Acredita-se que todo o ser humano que cresce e se desenvolve vivendo relações de respeito, amor e ternura com o próximo, que se percebe e reconhece seus limites em um espaço de convivência, conhece outras práticas que não estas, ou seja, é quase impossível ele reproduzir algo que não lhe foi aprendido e apreendido. Certamente, não é somente a família que fortalece o ser humano,

porém acredita-se ser a grande responsável pela sua estruturação. Brigas (1999, p. 54) reforça isso quando diz que

o modelo de aprendizagem se faz através da aquisição de modelos. Ele justifica esse comentário com a teoria do apego quando ratifica que o processo de apego possui fatores pertinentes para compreender a transmissão da violência de pais para os filhos: um pai violento e muito negligente afeta de início, não só a relação com o filho, a criança, mas também constrói uma concepção de mundo imprevisível que não é gratificante, ou seja, as crianças que têm como base a segurança desenvolvem uma concepção de mundo que é previsível e gratificante, e as crianças que desenvolvem uma concepção do mundo previsível e gratificante estão de acordo em perceber que suas necessidades serão satisfeitas, estão cientes que irão surgir pessoas para atender suas necessidades, terão tendência em inibir este comportamento violento e acham vantagens em fazer parcerias com o mundo e com outras pessoas.
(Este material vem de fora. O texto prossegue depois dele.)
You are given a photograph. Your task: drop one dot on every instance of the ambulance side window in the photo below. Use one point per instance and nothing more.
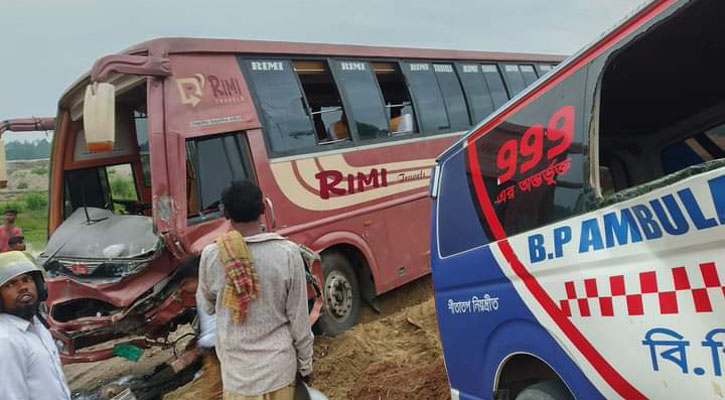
(653, 125)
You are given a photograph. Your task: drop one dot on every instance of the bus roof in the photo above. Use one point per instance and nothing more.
(181, 45)
(630, 22)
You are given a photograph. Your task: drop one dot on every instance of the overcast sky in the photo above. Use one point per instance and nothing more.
(46, 45)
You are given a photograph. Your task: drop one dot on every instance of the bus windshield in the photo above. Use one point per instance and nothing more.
(114, 180)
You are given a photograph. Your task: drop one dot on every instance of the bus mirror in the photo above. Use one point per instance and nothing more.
(3, 167)
(99, 116)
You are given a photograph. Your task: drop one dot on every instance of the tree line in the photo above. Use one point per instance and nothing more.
(27, 150)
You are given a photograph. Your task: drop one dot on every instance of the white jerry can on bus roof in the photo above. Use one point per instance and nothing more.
(99, 117)
(3, 166)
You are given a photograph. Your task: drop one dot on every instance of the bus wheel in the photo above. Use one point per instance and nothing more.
(545, 390)
(341, 295)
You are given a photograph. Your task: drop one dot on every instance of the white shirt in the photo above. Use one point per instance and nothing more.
(30, 366)
(263, 353)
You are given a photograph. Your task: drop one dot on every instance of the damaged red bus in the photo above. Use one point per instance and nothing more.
(340, 139)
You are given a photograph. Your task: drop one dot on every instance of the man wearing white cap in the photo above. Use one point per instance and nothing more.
(30, 367)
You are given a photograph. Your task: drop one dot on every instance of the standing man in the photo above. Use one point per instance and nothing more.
(255, 284)
(30, 366)
(9, 229)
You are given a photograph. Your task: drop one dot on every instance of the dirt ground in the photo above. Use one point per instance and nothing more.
(393, 355)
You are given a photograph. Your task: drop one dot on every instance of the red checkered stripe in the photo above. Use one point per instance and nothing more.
(648, 286)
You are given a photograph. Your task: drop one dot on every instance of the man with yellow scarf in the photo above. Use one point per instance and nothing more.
(255, 284)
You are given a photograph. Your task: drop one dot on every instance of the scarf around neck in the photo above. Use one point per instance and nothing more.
(241, 283)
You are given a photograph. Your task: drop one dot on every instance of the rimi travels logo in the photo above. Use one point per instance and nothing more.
(224, 90)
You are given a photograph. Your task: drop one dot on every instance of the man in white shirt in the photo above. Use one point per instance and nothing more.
(30, 366)
(263, 335)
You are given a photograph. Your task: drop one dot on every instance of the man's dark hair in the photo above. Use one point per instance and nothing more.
(242, 201)
(15, 240)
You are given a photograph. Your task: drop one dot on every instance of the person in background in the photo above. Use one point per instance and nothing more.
(17, 243)
(30, 367)
(255, 285)
(9, 229)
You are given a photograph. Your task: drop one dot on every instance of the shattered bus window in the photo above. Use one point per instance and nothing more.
(213, 162)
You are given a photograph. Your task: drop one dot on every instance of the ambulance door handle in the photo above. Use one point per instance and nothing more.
(270, 214)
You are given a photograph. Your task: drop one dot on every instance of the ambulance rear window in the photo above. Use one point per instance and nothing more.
(662, 107)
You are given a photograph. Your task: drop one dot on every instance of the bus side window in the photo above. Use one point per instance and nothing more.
(398, 103)
(514, 79)
(545, 69)
(323, 99)
(212, 162)
(428, 98)
(528, 73)
(279, 99)
(142, 138)
(476, 89)
(453, 96)
(495, 84)
(357, 84)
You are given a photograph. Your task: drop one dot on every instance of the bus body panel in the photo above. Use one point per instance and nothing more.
(379, 206)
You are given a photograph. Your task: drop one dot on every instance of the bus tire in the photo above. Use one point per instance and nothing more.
(341, 295)
(545, 390)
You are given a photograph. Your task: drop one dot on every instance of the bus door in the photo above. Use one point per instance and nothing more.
(208, 114)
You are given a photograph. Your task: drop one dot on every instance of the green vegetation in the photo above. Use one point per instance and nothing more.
(122, 188)
(27, 150)
(32, 217)
(39, 170)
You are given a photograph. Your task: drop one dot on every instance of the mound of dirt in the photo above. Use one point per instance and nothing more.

Nesse sentido, é interessante que uma reflexão primária seja feita sobre o julgamento dos familiares sobre a violência. O que se propõe é reconhecer que a família, nesse primeiro momento, não deva ser julgada por valores morais impostos pela sociedade, porque essas questões não são pensadas quando pais e mães violentam seus filhos. Portanto, uma análise ainda precoce sobre essa dificuldade em lidar com pais e mães que violentam seus filhos, é compreender que seus atos, de certo modo, dentro de sua história de vida, são justificáveis. Não se incluem aqui, práticas de violências que provoquem risco de morte, apenas está se atentando para as violências que ocorrem no dia-a-dia, como tapas, privações e agressões físicas e verbais que não ocasionem em risco. No entanto, não se considera menos violência, apenas se está tentando visualizá-la sobre outro ângulo. “As lições apreendidas mostram que mesmo as famílias que vivenciam a Violência Doméstica, quando devidamente tratadas, constituem-se na principal referência afetiva para as crianças e adolescentes vitimizados” (BARREIRA, 1999, p. 489).
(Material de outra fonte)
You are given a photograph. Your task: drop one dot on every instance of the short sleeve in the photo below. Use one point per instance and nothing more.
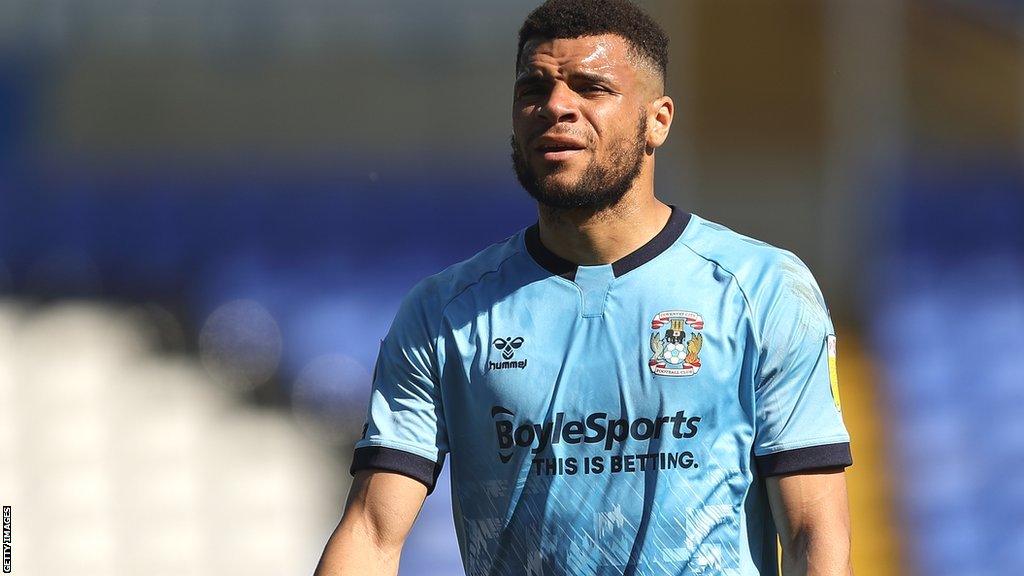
(799, 419)
(404, 432)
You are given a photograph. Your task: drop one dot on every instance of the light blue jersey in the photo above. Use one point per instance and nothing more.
(611, 419)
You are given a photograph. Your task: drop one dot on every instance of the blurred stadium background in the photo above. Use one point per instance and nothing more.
(210, 210)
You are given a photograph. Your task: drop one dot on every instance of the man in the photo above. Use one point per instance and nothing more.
(623, 387)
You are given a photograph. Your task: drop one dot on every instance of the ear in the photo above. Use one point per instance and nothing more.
(659, 114)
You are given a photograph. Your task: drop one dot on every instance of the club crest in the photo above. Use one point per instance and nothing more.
(676, 343)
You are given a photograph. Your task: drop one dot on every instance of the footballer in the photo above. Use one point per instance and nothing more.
(623, 387)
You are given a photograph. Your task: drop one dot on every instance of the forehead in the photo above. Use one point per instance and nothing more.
(606, 52)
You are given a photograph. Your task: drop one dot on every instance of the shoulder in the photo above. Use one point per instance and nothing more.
(434, 292)
(763, 272)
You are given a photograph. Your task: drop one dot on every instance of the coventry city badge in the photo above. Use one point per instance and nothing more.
(675, 352)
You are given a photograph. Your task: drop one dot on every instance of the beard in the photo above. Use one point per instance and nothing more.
(599, 187)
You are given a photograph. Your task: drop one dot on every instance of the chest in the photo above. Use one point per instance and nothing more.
(626, 353)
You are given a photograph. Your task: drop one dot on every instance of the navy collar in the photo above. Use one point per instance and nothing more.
(560, 266)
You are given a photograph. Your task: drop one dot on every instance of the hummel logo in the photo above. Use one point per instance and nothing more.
(508, 347)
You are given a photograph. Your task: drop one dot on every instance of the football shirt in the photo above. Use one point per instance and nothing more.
(611, 419)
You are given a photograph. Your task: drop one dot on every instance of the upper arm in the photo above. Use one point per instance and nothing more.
(805, 502)
(406, 430)
(384, 505)
(379, 515)
(812, 517)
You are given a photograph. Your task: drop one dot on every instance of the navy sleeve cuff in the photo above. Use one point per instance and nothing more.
(803, 459)
(406, 463)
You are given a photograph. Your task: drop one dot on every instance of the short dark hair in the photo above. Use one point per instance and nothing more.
(573, 18)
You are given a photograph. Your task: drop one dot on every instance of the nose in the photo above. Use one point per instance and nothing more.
(560, 106)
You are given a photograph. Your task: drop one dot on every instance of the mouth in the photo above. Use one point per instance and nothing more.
(558, 150)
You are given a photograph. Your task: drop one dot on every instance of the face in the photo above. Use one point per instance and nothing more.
(580, 119)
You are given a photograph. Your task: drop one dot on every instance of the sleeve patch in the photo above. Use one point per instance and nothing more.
(833, 371)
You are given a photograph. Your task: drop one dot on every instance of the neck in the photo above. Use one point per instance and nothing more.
(588, 237)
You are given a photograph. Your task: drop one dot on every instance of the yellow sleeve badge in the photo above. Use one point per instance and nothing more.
(833, 372)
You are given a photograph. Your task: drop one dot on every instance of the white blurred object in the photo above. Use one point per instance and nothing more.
(118, 460)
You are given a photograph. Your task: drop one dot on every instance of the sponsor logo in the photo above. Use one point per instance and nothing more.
(508, 347)
(674, 351)
(596, 428)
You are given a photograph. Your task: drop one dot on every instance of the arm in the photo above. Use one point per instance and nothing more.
(379, 513)
(813, 521)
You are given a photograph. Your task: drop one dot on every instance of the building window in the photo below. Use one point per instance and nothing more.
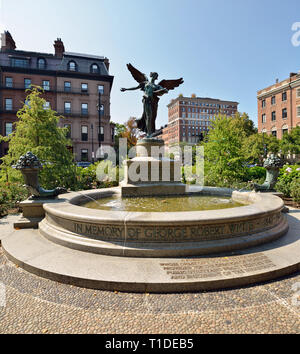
(41, 63)
(46, 105)
(284, 96)
(273, 116)
(84, 109)
(27, 83)
(95, 69)
(72, 66)
(284, 113)
(84, 155)
(101, 89)
(285, 131)
(8, 82)
(84, 133)
(67, 107)
(67, 86)
(102, 110)
(8, 129)
(8, 104)
(20, 63)
(68, 133)
(101, 134)
(46, 85)
(84, 87)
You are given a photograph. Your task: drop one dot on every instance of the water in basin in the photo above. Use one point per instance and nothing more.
(163, 203)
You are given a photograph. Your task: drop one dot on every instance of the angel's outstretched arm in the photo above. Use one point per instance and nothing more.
(131, 89)
(161, 91)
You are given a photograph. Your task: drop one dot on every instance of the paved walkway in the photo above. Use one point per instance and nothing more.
(37, 305)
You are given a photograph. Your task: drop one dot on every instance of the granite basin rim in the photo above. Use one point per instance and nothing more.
(69, 207)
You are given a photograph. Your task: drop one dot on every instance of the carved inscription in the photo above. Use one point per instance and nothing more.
(174, 233)
(211, 268)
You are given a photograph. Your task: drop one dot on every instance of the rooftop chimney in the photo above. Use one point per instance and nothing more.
(106, 62)
(7, 42)
(59, 48)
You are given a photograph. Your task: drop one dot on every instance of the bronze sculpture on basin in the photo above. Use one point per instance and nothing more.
(152, 91)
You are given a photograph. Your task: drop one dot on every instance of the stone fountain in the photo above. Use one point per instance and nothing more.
(158, 251)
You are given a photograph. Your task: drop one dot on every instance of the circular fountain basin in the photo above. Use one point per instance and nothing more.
(164, 234)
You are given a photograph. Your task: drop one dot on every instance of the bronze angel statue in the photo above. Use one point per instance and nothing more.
(152, 91)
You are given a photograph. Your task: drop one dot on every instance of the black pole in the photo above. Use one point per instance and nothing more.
(93, 154)
(99, 116)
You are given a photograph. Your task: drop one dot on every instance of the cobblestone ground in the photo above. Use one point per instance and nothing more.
(37, 305)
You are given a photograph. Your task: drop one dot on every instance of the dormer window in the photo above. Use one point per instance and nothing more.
(72, 66)
(95, 69)
(41, 63)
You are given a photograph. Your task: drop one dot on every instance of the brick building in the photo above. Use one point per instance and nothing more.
(189, 118)
(279, 106)
(71, 82)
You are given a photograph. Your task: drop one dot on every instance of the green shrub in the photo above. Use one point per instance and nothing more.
(287, 176)
(10, 196)
(295, 190)
(256, 172)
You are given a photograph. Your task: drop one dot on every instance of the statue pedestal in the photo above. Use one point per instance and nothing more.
(150, 173)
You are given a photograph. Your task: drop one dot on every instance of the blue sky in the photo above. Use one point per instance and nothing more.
(225, 49)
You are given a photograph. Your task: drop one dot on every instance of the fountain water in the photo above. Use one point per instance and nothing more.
(157, 251)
Sobre esta clientela (família) especificamente eu vou me cuidar mais, para evitar em qualquer hipótese de um julgamento o que a gente já faz, mas vou me policiar muito mais ainda pela questão do julgamento, por quê eu acho que mais triste é julgar (Calycopis).
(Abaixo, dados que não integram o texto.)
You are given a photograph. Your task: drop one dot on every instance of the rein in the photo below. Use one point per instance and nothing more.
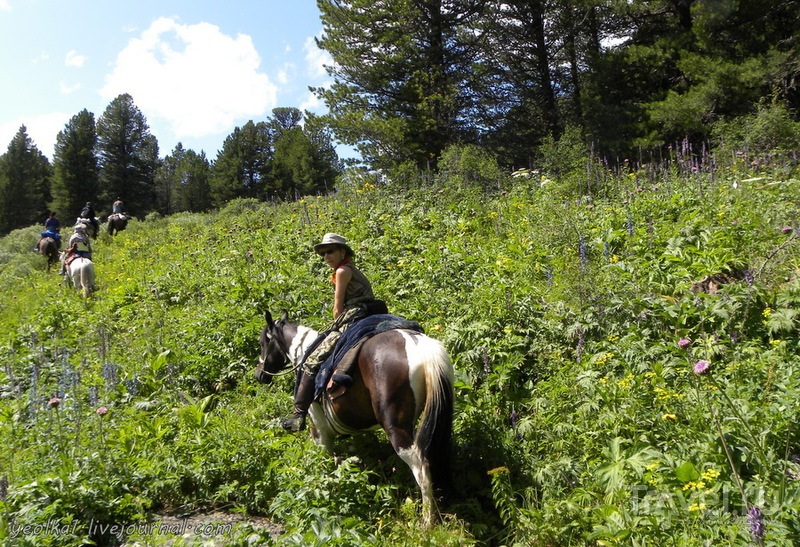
(285, 352)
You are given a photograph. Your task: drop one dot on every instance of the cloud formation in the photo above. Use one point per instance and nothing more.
(198, 79)
(73, 59)
(316, 59)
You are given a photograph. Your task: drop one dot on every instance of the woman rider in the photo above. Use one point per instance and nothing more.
(351, 291)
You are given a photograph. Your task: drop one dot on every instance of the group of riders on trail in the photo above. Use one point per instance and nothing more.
(79, 244)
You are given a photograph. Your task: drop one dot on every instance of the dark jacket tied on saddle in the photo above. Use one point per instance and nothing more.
(358, 333)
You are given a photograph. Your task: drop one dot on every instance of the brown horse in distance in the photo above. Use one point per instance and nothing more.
(48, 247)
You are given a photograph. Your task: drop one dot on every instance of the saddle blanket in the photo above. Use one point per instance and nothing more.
(356, 334)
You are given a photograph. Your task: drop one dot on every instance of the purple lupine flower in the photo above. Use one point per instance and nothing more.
(756, 522)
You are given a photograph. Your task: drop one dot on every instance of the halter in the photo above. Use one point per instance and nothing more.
(285, 353)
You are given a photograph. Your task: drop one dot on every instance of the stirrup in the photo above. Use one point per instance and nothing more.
(296, 422)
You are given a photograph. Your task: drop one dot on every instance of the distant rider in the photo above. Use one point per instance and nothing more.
(88, 212)
(52, 224)
(79, 245)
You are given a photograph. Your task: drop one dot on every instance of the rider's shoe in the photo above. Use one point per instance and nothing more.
(296, 422)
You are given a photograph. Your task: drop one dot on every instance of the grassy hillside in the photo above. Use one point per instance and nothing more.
(581, 330)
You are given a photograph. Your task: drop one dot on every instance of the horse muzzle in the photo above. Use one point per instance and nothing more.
(262, 377)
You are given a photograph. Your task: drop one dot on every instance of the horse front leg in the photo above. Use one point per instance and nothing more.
(321, 432)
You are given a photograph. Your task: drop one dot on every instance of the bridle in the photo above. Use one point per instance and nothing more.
(273, 340)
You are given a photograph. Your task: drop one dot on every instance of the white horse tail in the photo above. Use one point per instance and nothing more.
(436, 428)
(86, 277)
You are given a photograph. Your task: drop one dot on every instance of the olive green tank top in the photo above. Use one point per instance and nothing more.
(359, 289)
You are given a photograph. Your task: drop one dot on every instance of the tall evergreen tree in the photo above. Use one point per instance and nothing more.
(24, 184)
(167, 180)
(76, 170)
(403, 82)
(128, 157)
(182, 182)
(242, 166)
(194, 190)
(304, 159)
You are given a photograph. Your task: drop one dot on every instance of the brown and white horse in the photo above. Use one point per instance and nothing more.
(117, 222)
(80, 271)
(48, 247)
(403, 382)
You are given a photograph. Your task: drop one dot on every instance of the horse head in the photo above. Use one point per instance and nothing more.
(274, 348)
Guerra (2001, p. 12) comenta que “a punição corporal é sempre enfatizada pelos pais ou responsáveis como um método adequado de educação”. Portanto, um dos primeiros aspectos a serem questionados sobre a violência e que deveria ser analisado quando se fosse promover ações de cuidado, seria de compreender que, para muitos pais e mães, essa violência menos ofensiva é vista

como forma de educar. E, nesse aspecto, as contribuições seriam no sentido de desmistificar esse ato, mostrando para a família que, certamente, essa educação desrespeita todos os direitos da criança e a torna um objeto em suas mãos. Romper com esse ciclo, proporciona que a família seja apresentada a outras forças de lidar com essa dita educação, mostrando outros caminhos e formas. Segundo o UNICEF (2006, p. 29), “há uma demanda crescente de ações que colaborem com a família para socializar e superar seus problemas”.